Chicka, Chicka 1 2 3 allows the primary audience to become involved with the reading of the story with a repetitive rhyming text. The use of brightly colored pages is attractive and appealing. The book works well with lessons related to number recognition and counting. After several read alouds, some of the class could act out the story with assigned number parts and create large brightly colored number costumes while the remaining part of the class would be constructing an apple tree. Several retellings and the exchange of play parts can rotate from one child to the other. The story could be extended for the more capable and incorporate the skill of skip counting instead of counting by ones.
Corkscrew Counts is an adorable fantasy book about a pig and his birthday party and will entertain the children during a multiplication math class due to the fact children love the birthday party scene and animals. The student’s would initially brainstorm about children’s birthday parties and what occurs and then we would change the guest of honor to a pig discussing events.
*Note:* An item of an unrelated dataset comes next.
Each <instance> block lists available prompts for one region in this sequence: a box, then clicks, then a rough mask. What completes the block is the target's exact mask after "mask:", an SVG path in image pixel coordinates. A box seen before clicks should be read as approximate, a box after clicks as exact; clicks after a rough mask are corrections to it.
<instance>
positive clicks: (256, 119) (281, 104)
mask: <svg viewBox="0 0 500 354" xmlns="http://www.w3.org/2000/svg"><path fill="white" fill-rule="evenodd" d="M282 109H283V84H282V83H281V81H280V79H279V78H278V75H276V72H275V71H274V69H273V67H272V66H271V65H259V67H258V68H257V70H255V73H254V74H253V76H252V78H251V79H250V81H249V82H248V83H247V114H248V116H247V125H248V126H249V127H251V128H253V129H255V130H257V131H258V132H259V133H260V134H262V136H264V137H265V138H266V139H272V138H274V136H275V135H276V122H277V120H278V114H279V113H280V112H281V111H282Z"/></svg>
The class would then compare and contrast the two types of parties before we actually read the book aloud. Before reading, post its would be covering the multiplication problems throughout the story so the class would not see the answers. Children would have a dry erase board and manipulatives (beans, noodles, cubes) to figure out the answers as the book is read. Additional multiplication situations could be modeled by the teacher and then students could write their own to be shared and solved.
Greater Estimations would be an excellent book to incorporate during a math lesson on estimation. The picture book would support the topic which is difficult for many to comprehend. Students will be mesmerized by the illustrations as the number of items increase on the pages an optical illusion effect is perceived. As reading aloud the book, clear containers of each increment could be shown in comparison to the pictures in the story. After reading and discussing estimation vocabulary, stations would be around the classroom for the children to experience hands on estimation with popcorn, cereal, beans, noodles, and buttons. Extension activities that could be also incorporated into the lesson depending on the capability of the students are estimating length, area, weight, and volume.